Resale activity continued to rebound impressively in June
A significant bounce-back in home resales in June had already been flagged by improvement from local real-estate boards, but is nonetheless impressive given the scale of the downturn over March and April. The 15.2% year-over-year surge in resales benefitted from 2 additional week-days this June relative to a year ago. All major markets posted double-digit increases in resales from May – sales in Quebec and BC were substantially above year-ago levels (led by Montreal and Vancouver). Toronto sales were still slightly below year-ago levels, likely reflecting the region lagging in terms of early easing of containment measures.
Markets shifting to give sellers the upper hand – but not evenly by region
Canada-wide new listings rose by less than resales (+5.4% year-over-year). The resulting increase in the sales-to-listings ratio tilted supply/demand conditions more significantly in favour of sellers in June – the sales-to-listings ratio edged up to 0.64 from 0.58 in May. In Ontario the increase in home listings has been stronger resulting in the sales-to-listings ratio below the national average. And the ratio remained relatively low in Vancouver.
Low interest rates and policy supports keeping a floor under market near-term
The resilience of housing markets near-term is in sharp contrast to a labour market backdrop that, even with partial rebound over May and June is still exceptionally weak by historical comparison. But interest rates are also exceptionally low, household income supports (like CERB) have been unprecedentedly large, and the sharp pull-back in March and April almost certainly delayed transactions that would have occurred if not for containment measures. So part of the near-term bounce in June likely reflected the release of pent-up demand. Nonetheless, the early housing market recovery has been stronger than most expected, and it would not be surprising to see the momentum continue in July.

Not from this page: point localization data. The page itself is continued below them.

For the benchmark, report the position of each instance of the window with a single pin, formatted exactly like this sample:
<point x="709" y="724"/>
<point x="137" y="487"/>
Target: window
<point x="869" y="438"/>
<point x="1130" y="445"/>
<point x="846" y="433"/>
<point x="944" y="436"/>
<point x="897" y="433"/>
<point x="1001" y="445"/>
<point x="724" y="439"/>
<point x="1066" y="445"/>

Yet longer-run outlook still clouded by uncertainty
The broader bounce-back in economic activity to-date appears to have been stronger-than-expected, but the pace and magnitude of the recovery going forward remains largely uncertain. That was one of the reasons the Bank of Canada signaled today that interest rates will stay low for the foreseeable future – but it also raises the risk that labour market weakness remains once past the expiry of mortgage deferrals and the phasing out of government support programs (including CERB) later this year. And disruptions to immigration flows could significantly weigh on housing demand relative to pre-shock expectations. We continue to expect the housing market to eventually soften once again – and for prices to decline modestly. But the near-term bounce-back in activity has been impressive nonetheless.